Hamilton creator Lin-Manuel Miranda took to social media Saturday night to issue an apology for taking part in the "moral failure" of not speaking up amid the ongoing protests taking place across the nation over the death of George Floyd in Minneapolis.
"We spoke out on the day of the Pulse shooting. We spoke out when Vice President Mike Pence came to our show 10 days after the election. That we have not yet firmly spoken the inarguable truth that Black Lives Matter and denounced systematic racism and white supremacy from our official Hamilton channels is a moral failure on our part," Miranda said in a video posted on his social media. "As the writer of the show, I take responsibility and apologize for my part in this moral failure."
He then went on to apologize for "not pushing harder and faster for us to speak these self-evident truths under the Hamilton banner which has come to mean so much to so many of you." He added: "Hamilton doesn't exist without the black and brown artists who created and revolutionized and changed the world through the culture, music and language of hip-hop. Literally, the idea of the show doesn't exist without the brilliant black and brown artists in our cast, crew and production team who breathe life into this story every time it's performed," he explained.
As tense protests over the death of Floyd and other police killings of black people grew Saturday across the nation, Miranda said "it's up to us and words and deeds to stand up for our fellow citizens. It's up to us to do the work to be better allies and have each other's backs." He later thanked the Hamilton alumni, company members and fans for "holding us accountable."

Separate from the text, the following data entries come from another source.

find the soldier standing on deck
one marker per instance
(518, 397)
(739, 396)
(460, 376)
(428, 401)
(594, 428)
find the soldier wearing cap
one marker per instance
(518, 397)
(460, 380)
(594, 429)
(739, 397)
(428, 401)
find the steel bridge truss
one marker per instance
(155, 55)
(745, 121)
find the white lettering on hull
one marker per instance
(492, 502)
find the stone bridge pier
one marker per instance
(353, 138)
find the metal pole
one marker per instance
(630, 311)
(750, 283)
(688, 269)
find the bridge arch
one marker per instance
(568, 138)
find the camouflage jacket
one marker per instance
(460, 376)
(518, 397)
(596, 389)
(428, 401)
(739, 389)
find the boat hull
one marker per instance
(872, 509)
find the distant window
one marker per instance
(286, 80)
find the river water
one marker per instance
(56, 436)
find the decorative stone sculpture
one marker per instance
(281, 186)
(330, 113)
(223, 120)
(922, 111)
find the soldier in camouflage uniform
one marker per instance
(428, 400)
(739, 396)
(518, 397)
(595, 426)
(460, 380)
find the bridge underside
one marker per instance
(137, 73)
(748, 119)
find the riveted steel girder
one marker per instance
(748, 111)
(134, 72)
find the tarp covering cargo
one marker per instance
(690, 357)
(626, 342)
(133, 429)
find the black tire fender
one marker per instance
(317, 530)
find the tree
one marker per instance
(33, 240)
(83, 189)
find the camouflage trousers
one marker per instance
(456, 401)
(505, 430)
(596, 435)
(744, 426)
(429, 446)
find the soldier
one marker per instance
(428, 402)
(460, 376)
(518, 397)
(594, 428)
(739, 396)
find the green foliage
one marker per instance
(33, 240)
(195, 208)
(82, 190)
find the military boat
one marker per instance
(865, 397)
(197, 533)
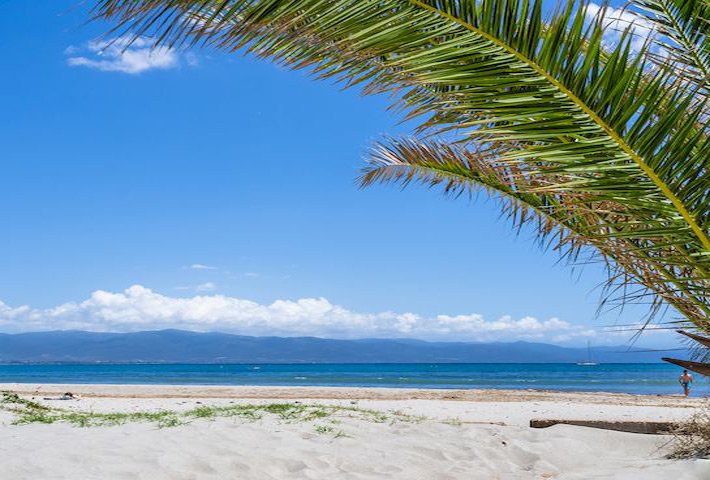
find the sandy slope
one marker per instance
(270, 448)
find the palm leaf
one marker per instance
(586, 133)
(685, 27)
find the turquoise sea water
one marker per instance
(627, 378)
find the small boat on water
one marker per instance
(588, 362)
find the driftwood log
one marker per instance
(650, 428)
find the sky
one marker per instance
(171, 189)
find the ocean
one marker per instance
(644, 378)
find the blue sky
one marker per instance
(113, 179)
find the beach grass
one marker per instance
(30, 412)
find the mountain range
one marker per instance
(179, 346)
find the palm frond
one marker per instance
(563, 220)
(685, 29)
(586, 129)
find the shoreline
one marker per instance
(286, 392)
(341, 432)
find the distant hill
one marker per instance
(177, 346)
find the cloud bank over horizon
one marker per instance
(125, 55)
(140, 308)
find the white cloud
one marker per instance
(199, 266)
(139, 308)
(205, 287)
(617, 20)
(122, 55)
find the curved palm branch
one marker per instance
(684, 26)
(583, 132)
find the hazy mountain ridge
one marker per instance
(178, 346)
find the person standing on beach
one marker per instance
(686, 380)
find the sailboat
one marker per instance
(588, 362)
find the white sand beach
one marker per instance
(374, 434)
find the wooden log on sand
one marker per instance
(650, 428)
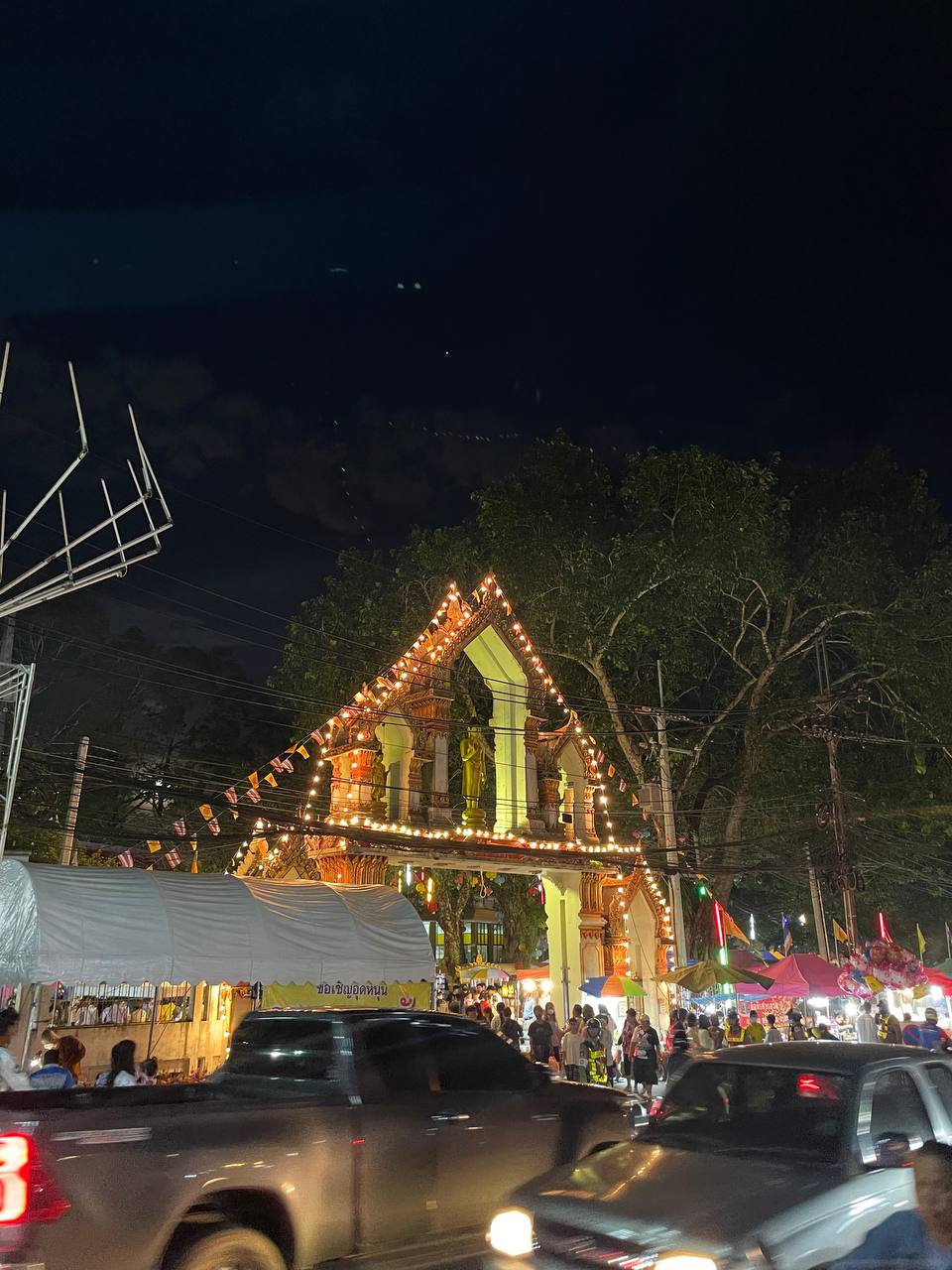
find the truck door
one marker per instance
(498, 1123)
(397, 1159)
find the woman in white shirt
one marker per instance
(122, 1070)
(10, 1076)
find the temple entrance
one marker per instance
(463, 760)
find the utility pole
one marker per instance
(819, 915)
(846, 870)
(670, 833)
(66, 855)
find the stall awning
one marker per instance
(134, 926)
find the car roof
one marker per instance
(832, 1056)
(362, 1012)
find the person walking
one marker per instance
(53, 1075)
(71, 1055)
(693, 1033)
(716, 1032)
(571, 1051)
(754, 1033)
(915, 1238)
(705, 1042)
(122, 1067)
(733, 1032)
(631, 1026)
(12, 1079)
(889, 1026)
(866, 1030)
(647, 1053)
(797, 1032)
(593, 1056)
(556, 1033)
(539, 1038)
(607, 1024)
(680, 1057)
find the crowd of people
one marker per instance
(61, 1062)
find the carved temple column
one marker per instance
(590, 925)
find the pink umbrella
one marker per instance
(803, 974)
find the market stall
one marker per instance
(131, 948)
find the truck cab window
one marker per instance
(468, 1060)
(298, 1049)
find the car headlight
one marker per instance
(684, 1261)
(512, 1234)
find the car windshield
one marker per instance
(744, 1107)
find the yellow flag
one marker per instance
(730, 928)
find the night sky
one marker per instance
(725, 223)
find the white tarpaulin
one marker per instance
(132, 926)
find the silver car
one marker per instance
(779, 1156)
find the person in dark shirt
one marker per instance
(512, 1030)
(53, 1075)
(539, 1037)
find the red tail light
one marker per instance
(27, 1193)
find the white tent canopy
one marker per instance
(134, 926)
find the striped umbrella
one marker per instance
(612, 985)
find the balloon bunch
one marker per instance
(881, 964)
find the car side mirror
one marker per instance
(892, 1151)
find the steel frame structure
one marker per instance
(72, 567)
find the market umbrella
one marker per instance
(707, 974)
(483, 973)
(942, 979)
(612, 985)
(803, 974)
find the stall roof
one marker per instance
(135, 926)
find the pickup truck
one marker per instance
(375, 1135)
(780, 1157)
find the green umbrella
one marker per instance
(707, 974)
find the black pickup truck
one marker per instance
(379, 1135)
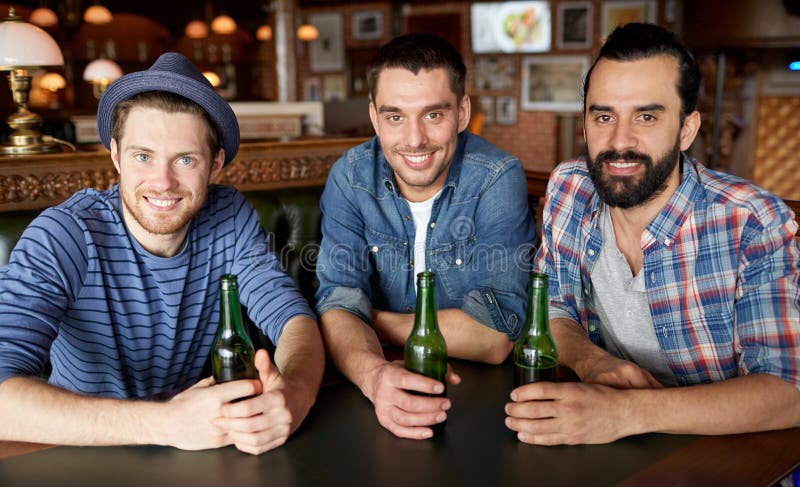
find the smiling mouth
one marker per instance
(162, 202)
(623, 165)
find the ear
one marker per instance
(691, 125)
(114, 149)
(217, 164)
(464, 111)
(373, 116)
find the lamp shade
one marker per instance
(264, 33)
(24, 45)
(98, 15)
(102, 70)
(196, 29)
(52, 82)
(307, 32)
(223, 24)
(44, 17)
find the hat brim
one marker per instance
(204, 95)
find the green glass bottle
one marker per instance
(232, 356)
(535, 353)
(426, 351)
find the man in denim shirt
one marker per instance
(422, 195)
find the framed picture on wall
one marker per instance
(623, 12)
(574, 25)
(494, 72)
(312, 89)
(367, 25)
(334, 87)
(326, 53)
(487, 108)
(553, 83)
(506, 110)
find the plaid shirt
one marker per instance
(721, 266)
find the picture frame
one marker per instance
(312, 88)
(511, 26)
(506, 110)
(574, 22)
(494, 73)
(326, 53)
(367, 25)
(553, 83)
(334, 87)
(621, 12)
(487, 108)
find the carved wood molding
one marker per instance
(36, 182)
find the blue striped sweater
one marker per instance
(117, 321)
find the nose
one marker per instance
(623, 137)
(416, 135)
(163, 177)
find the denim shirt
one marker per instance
(481, 236)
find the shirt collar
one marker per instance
(665, 227)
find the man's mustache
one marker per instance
(627, 156)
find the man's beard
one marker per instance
(627, 191)
(155, 225)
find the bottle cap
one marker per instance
(539, 279)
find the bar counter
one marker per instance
(341, 443)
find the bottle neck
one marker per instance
(425, 319)
(537, 315)
(230, 312)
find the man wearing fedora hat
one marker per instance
(119, 290)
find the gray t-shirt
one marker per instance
(621, 304)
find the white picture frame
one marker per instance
(326, 53)
(615, 13)
(574, 25)
(553, 83)
(367, 25)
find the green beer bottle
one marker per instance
(535, 354)
(232, 356)
(426, 351)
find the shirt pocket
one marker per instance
(388, 256)
(454, 264)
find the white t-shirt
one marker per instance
(421, 212)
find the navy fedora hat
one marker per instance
(174, 73)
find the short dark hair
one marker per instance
(415, 52)
(167, 102)
(635, 41)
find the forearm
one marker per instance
(755, 402)
(34, 411)
(466, 338)
(575, 350)
(352, 346)
(300, 355)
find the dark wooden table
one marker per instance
(341, 443)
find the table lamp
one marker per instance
(100, 73)
(25, 47)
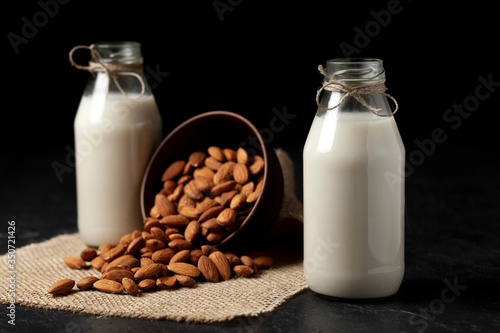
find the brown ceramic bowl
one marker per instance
(226, 130)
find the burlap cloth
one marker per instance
(39, 265)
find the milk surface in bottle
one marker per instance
(117, 129)
(354, 191)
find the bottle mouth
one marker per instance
(120, 52)
(356, 70)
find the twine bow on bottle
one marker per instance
(113, 70)
(355, 91)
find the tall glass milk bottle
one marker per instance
(117, 128)
(354, 188)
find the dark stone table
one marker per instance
(452, 274)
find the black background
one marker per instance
(263, 55)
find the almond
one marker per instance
(180, 244)
(148, 272)
(97, 263)
(181, 256)
(135, 245)
(227, 216)
(74, 262)
(185, 281)
(215, 237)
(192, 231)
(88, 254)
(257, 165)
(109, 286)
(86, 282)
(195, 256)
(125, 260)
(118, 275)
(105, 247)
(222, 187)
(208, 269)
(209, 213)
(164, 205)
(162, 256)
(253, 197)
(212, 225)
(61, 286)
(263, 262)
(247, 188)
(183, 268)
(224, 173)
(212, 163)
(204, 172)
(232, 258)
(153, 245)
(242, 156)
(226, 197)
(243, 270)
(192, 191)
(238, 201)
(196, 158)
(169, 186)
(222, 265)
(130, 286)
(216, 153)
(203, 184)
(166, 282)
(147, 284)
(173, 170)
(190, 212)
(229, 154)
(175, 221)
(240, 173)
(159, 234)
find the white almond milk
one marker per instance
(353, 210)
(114, 139)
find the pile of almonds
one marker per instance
(202, 201)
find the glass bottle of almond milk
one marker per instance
(117, 128)
(354, 187)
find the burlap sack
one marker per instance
(38, 266)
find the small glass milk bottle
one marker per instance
(117, 128)
(354, 186)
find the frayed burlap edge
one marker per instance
(39, 265)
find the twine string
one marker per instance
(112, 70)
(355, 91)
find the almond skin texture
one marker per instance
(61, 287)
(208, 269)
(243, 270)
(183, 268)
(240, 173)
(109, 286)
(192, 231)
(88, 254)
(114, 252)
(263, 262)
(163, 256)
(86, 282)
(130, 286)
(223, 267)
(173, 170)
(216, 153)
(185, 281)
(148, 272)
(227, 216)
(74, 262)
(166, 282)
(196, 158)
(147, 284)
(118, 275)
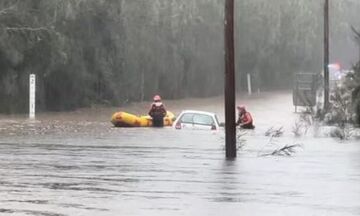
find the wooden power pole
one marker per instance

Hamilton producer Jeffrey Seller expressed similar sentiments in a posted video.
"I'm not a politician. I'm not an activist. I'm not an expert. I'm a theater producer. But what I realize today is most importantly I'm an American citizen and silence equals complicity and I apologize for my silence thus far," Seller said.
He went on to state that "African Americans have always and will always be integral to our success as a nation, as a culture and as a people. … I must make it my effort to work with all of the organizations who are doing so much to support the welfare, livelihood, safety and liberty of African Americans."
He also said that he will support candidates running for office whose platform includes support for the African American community.
Both Miranda and Seller's videos are accompanied by links to Black Lives Matter, the NAACP and the Minnesota Freedom Fund.
The companies of Hadestown and What the Constitution Means to Me also posted statements on their respective social media accounts.
The Tony-winning hit Broadway musical Hadestown, written by Anaïs Mitchell and directed by Rachel Chavkin, stated: "We, as a company, are raising our voices in support of change, to fundamentally alter the systems that have led to the hate, division and intolerance that we are witnessing today."
The Hadestown company also provides links to organizations, including Black Lives Matter, the Minnesota Freedom Fund, Reclaim the Block and the website Dismantling Racism Works.
The company of Heidi Schreck's What the Constitution Means to Me announced a donation of $6,000 to the NAACP Legal Defense Fund. They also encouraged others "to fight the continuing racism, inequality, and violence against black people in the United States."